For me, the idea of attending a party with 15,000 people would be about as pleasant as having a root canal. The Psy-Fi Festival, however, is another thing entirely. When I heard my favorite ambient music duo, Carbon Based Lifeforms (CBL), would be playing a rare gig there, I just had to go.
In late August, for four years in a row now, a sprawling campground in the normally quiet town of Leeuwarden transforms into a psychedelic music and dance utopia, attracting New Age and psy-trance lovers from 86 countries around the world.
The event organizers still need to work on some of the logistics — in particular, finding easier ways for people to get their camping gear in and out of the festival. Once you’re in, however, it’s 5 days of being surrounded by a lot of very happy, peaceful people and enjoying some spectacular sounds.
The Holographic Universe
This year’s festival theme was “The Holographic Universe.” And although the description may sound a bit too “woo woo” for some, there are physicists who have theorized that the universe is a hologram that can be shaped by our consciousness.
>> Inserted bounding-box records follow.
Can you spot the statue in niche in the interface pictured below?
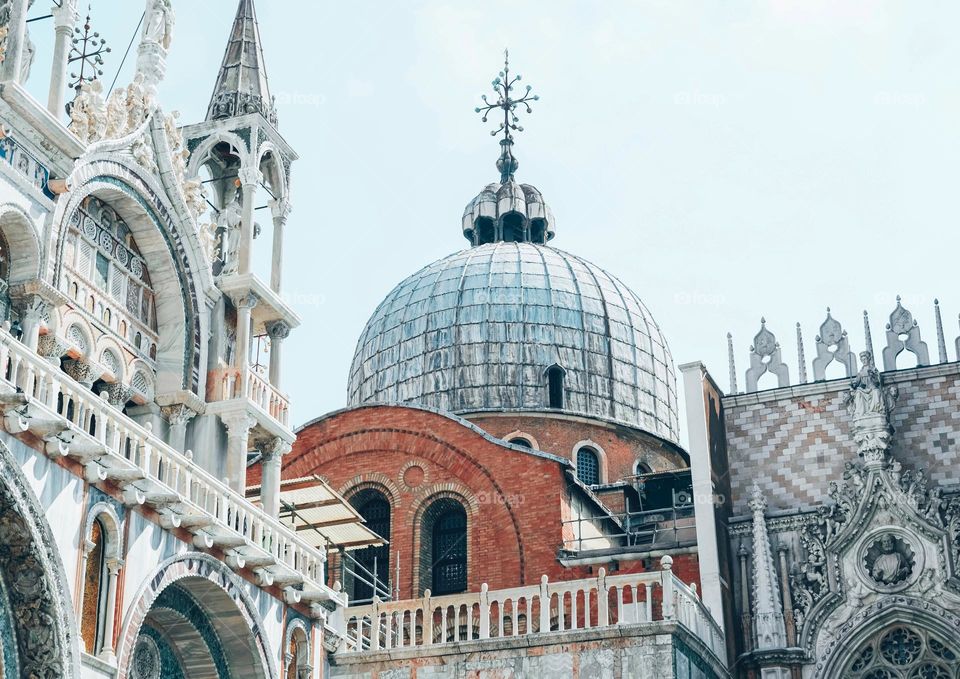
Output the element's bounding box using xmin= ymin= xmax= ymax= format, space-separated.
xmin=217 ymin=192 xmax=243 ymax=276
xmin=844 ymin=351 xmax=899 ymax=419
xmin=142 ymin=0 xmax=174 ymax=50
xmin=864 ymin=533 xmax=913 ymax=586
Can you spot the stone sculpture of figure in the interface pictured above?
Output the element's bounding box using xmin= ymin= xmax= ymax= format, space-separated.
xmin=126 ymin=73 xmax=150 ymax=132
xmin=870 ymin=535 xmax=907 ymax=585
xmin=217 ymin=193 xmax=243 ymax=275
xmin=142 ymin=0 xmax=174 ymax=49
xmin=104 ymin=87 xmax=127 ymax=139
xmin=846 ymin=351 xmax=886 ymax=419
xmin=70 ymin=80 xmax=106 ymax=144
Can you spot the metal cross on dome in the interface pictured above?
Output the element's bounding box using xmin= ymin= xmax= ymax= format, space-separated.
xmin=474 ymin=50 xmax=540 ymax=183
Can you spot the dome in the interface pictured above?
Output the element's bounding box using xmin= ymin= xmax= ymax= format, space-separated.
xmin=348 ymin=242 xmax=679 ymax=441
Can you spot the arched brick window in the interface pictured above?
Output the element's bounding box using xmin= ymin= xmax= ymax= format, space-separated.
xmin=577 ymin=446 xmax=600 ymax=486
xmin=420 ymin=498 xmax=467 ymax=595
xmin=350 ymin=488 xmax=390 ymax=602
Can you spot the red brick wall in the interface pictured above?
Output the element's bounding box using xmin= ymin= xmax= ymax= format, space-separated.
xmin=268 ymin=406 xmax=699 ymax=598
xmin=469 ymin=413 xmax=688 ymax=483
This year’s lectures, films, and workshops focused on that theme and the understanding that everything is interconnected—people, plants, animals, and nature. Not a bad thing in a world that is feeling increasingly disconnected.
Music As a Journey Into Higher Consciousness
A total of 91 musical performers were scheduled to play during the festival, many of whom were top-notch. CBL, however, was a cut above the rest. Considering their music a synthesis of technology and nature, Johannes Hedberg and Daniel Segerstad have created music as close to the sound of expanded consciousness as ever I’ve heard.Their music reflects their concern for our fragile planet, and is frequently an exploration of our relationship with both it and the larger universe. Johannes was on his own this year, as Daniel was home in Sweden awaiting the imminent birth of his daughter.
Not only were we treated to what has probably become their signature tune, Photosynthesis (“What about the forests?”), and other perennial favorites like Interloper, we also had the rare opportunity to hear a few of the amazing new tracks destined for their upcoming album. During the first half of the set, many could be seen meditating to CBL’s more chilled-out tracks like RCA(+), eyes closed as they sat or stood facing the setting sun. Then Johannes stepped up the beat, and it was hard to find an empty spot on the dance floor.
From Meditation to Mushrooms
There were plenty of non-music-related activities, too. Various teepees were set up on the “Sacred Island” where one could take a yoga class, meditate, participate in a hoop workshop, learn the didgeridoo, or have a massage while the echoes of music from the chillout stage wafted over the lake.
Given it was a psy-trance festival, after all, there were also plenty of opportunities to sample various psychedelic substances, most available at the Repelsteeltje Smartshop located in the market area. They sold everything from weed to magic truffles in multiple varieties to peyote cactuses. MDMA, LSD and mushrooms were “allowed” (meaning not legal but nobody was going to hassle you about it), but GHB and ketamine were expressly forbidden. They want your experience to be an expansion of consciousness, not a trip to the ER. One thing can be said about psychedelic drugs: they generally make for a lot of happy people.
The energy at Psy-Fi is remarkable for a crowd that large. People were smiling and laughing, helping each other out, were incredibly polite, and for the most part left the site amazingly clean. Any remaining trash was taken care of by the 70-strong volunteer cleanup crew. They even gave out portable ashtrays so the site was not littered with cigarette butts.
For an outdoor festival, the food was top-notch. There was a wide choice of world cuisines, most at very reasonable prices, and good quality. We wanted to try the insects one vendor was offering, but sadly never got around to it. There were choices for both carnivores and vegans alike.
What still needs considerable improvement, however, is how the camping is set up. No parking (or even stopping) was allowed anywhere around the campsite after the first couple of days. So if you were one of the unlucky ones arriving on Friday intending to camp for the weekend, you were instructed to park in town, where they had shuttle buses to ferry people to and from the festival. Not a problem if all you have is a large backpack, but for those with a car full of camping equipment, this is not a feasible option.
If it’s the town of Leeuwarden that does not allow cars to even stop to drop off equipment, then perhaps the event needs to be moved elsewhere. There are plenty of scenic camping spots in the Netherlands. What I can advise is that if you decide to go, either arrive early in the week so you can park your car on your campsite, or bring only that which you can carry comfortably in a large backpack.
All in all, it was a delightful festival, and given the depressing news we seem to hear on a daily basis, we left feeling like the world was just a little bit better than it seems.